- Born: June 23, 1930 Causapscal, Quebec
- Died: November 19, 1998 (aged 68) Quebec City, Quebec
- Spouse: Jean-Claude Suhit

= Suzanne Bergeron =

Canadian abstract painter

Suzanne Bergeron (June 23, 1930 – November 19, 1998) was a Canadian abstract painter.

==Career==
Bergeron (born at Causapscal near the Gaspé Peninsula, Québec), studied painting with Jean Paul Lemieux at the École des beaux-arts de Québec (EBAQ) , graduating in 1953. In 1955 she held her first solo show at Galerie Agnès Lefort and in the same year, she won the second prize for painting from the Prix de Concours Artistiques de la Province du Quebec for study in Paris. In Paris she was awarded the Prix de la Ville de Paris and a Canada Council grant in 1957. She studied at the École du Louvre while in Paris (1957-1958).
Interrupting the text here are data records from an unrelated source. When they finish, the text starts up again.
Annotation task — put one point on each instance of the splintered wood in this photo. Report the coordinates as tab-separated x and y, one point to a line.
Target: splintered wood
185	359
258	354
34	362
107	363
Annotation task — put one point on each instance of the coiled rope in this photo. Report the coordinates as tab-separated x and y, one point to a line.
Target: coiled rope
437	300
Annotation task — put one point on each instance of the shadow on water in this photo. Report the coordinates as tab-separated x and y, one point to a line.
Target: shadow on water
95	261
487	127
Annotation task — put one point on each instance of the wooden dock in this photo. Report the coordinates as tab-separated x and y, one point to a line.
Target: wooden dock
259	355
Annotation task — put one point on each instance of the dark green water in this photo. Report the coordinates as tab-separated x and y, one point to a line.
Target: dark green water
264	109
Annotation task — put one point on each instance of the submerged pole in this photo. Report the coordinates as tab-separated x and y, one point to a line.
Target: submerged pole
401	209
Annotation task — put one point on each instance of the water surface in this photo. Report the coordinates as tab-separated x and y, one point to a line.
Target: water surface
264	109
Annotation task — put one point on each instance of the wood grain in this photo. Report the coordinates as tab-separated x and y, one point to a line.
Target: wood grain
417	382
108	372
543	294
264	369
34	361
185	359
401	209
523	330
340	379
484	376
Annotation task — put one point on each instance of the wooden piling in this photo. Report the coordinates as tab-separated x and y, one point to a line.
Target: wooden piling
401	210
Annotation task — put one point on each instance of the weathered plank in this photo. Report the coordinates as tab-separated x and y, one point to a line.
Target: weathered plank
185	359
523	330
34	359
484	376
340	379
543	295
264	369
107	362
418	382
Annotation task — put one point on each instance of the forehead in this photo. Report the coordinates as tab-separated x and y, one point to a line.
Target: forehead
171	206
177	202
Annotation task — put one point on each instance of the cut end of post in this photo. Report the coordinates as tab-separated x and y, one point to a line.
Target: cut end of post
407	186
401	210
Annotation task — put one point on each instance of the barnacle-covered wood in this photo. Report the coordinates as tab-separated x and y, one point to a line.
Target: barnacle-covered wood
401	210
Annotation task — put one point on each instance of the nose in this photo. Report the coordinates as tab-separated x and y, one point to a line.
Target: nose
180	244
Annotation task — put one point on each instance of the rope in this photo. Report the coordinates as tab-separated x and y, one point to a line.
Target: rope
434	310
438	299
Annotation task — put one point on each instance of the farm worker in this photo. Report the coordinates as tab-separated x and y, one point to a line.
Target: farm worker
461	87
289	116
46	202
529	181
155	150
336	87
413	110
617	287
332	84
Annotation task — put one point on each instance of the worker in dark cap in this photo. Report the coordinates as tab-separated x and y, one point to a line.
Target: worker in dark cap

She was invited to exhibit with the École de Paris in an exhibition travelling through France in 1957. In 1958, she returned to Canada. In 1959, she held a solo show at Galerie Agnès Lefort. She also exhibited in the following group shows: Biennale Sao Paulo (1959); NYC (1959); Mexican Biennale (1960); Roberts Gallery, Toronto (1962); and the Canadian Biennial (1963). A successful solo show at Lefort's Gallery in 1963 was followed by her return to Paris on a Canada Council grant. She held solos and took part in group shows in Paris, London, Amsterdam, Brussels, São Paulo, and New York.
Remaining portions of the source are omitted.